The important thing is to not change information. "Sanitization" as it is commonly used means doing something that (potentially) changes information. Which is in contrast to decoding/encoding/parsing/unparsing/translation/..., which, if done correctly, change representation, but not information.

So, to make it a useful distinction, I would call anything that potentially changes the semantics of the processed data "sanitization", and avoid using the term for anything else.

So, simply parsing a string with an HTML parser, possibly checking for acceptable elements, and then serializing back into some sort of canonical form that is semantically equivalent to the input, that's perfectly fine, and I wouldn't call that sanitization, but rather validation and canonicalization.

If you simply start dropping elements, though, that's probably a bad idea, just as simply dropping "<" characters is a bad idea, because those elements presumably bear some semantic meaning, just as a "<" in a message presumably bears some semantic meaning.

Now, it is not always obvious which level of abstraction to evaluate the semantics (and thus the preservation of semantics) at.
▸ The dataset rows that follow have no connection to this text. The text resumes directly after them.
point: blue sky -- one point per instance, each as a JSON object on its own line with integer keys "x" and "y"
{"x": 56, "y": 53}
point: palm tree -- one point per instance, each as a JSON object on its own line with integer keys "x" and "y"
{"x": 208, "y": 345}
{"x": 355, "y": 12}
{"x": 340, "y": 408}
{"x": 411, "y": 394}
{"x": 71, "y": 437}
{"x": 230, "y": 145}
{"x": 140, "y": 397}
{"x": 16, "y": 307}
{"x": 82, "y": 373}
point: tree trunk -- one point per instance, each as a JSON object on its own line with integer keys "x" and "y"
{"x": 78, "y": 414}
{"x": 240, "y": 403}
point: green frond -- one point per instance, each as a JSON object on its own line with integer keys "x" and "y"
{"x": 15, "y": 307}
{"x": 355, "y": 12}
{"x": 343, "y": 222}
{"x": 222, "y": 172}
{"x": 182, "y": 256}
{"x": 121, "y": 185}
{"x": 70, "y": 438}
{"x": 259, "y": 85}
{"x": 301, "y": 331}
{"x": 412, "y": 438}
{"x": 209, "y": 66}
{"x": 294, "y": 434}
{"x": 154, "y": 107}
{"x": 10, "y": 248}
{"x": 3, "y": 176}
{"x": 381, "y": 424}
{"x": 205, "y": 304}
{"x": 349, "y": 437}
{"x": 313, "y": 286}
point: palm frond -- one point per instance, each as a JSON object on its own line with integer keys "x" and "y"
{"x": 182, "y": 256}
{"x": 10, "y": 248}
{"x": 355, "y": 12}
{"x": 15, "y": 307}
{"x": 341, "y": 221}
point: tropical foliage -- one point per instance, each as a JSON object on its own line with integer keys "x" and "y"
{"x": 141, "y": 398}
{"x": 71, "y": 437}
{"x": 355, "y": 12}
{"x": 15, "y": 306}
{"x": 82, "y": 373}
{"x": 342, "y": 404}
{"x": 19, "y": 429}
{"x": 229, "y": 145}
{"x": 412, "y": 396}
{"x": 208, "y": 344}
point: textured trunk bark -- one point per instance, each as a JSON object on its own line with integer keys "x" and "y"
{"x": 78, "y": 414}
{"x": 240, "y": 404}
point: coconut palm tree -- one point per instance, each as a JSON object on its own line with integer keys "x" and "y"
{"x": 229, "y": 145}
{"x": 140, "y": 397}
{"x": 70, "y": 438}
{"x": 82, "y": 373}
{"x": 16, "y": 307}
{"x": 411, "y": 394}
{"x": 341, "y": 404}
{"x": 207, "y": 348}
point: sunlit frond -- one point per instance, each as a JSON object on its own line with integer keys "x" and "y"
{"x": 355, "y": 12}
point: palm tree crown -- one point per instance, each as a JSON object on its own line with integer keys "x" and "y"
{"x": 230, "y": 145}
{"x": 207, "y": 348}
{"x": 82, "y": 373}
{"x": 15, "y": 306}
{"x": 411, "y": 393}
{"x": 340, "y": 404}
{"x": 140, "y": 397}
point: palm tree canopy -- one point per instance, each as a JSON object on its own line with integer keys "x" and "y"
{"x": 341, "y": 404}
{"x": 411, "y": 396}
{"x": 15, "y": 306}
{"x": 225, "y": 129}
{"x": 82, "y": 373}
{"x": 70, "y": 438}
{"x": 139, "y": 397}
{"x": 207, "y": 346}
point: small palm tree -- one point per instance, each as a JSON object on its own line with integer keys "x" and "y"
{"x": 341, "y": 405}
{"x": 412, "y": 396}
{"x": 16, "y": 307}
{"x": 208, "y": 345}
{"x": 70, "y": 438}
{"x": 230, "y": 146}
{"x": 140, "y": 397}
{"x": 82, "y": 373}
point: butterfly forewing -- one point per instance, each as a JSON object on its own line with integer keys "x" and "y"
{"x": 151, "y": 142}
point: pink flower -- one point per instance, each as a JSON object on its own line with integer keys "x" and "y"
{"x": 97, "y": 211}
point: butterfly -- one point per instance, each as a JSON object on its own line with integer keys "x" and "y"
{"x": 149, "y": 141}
So, it might be prefectly fine, for example, to remove or replace some elements where the semantics are known and you can show that, say, removing emphasis still generally preserves the meaning of a text.

But a whitelist approach where you simply remove everything that isn't on the whitelist usually is a bad idea. If you want to have a whitelist, use it for validation, and reject anything that's not acceptable, so the user can transform their input in such a way as to avoid any constructs you don't want, while still retaining the meaning of what they are trying to say.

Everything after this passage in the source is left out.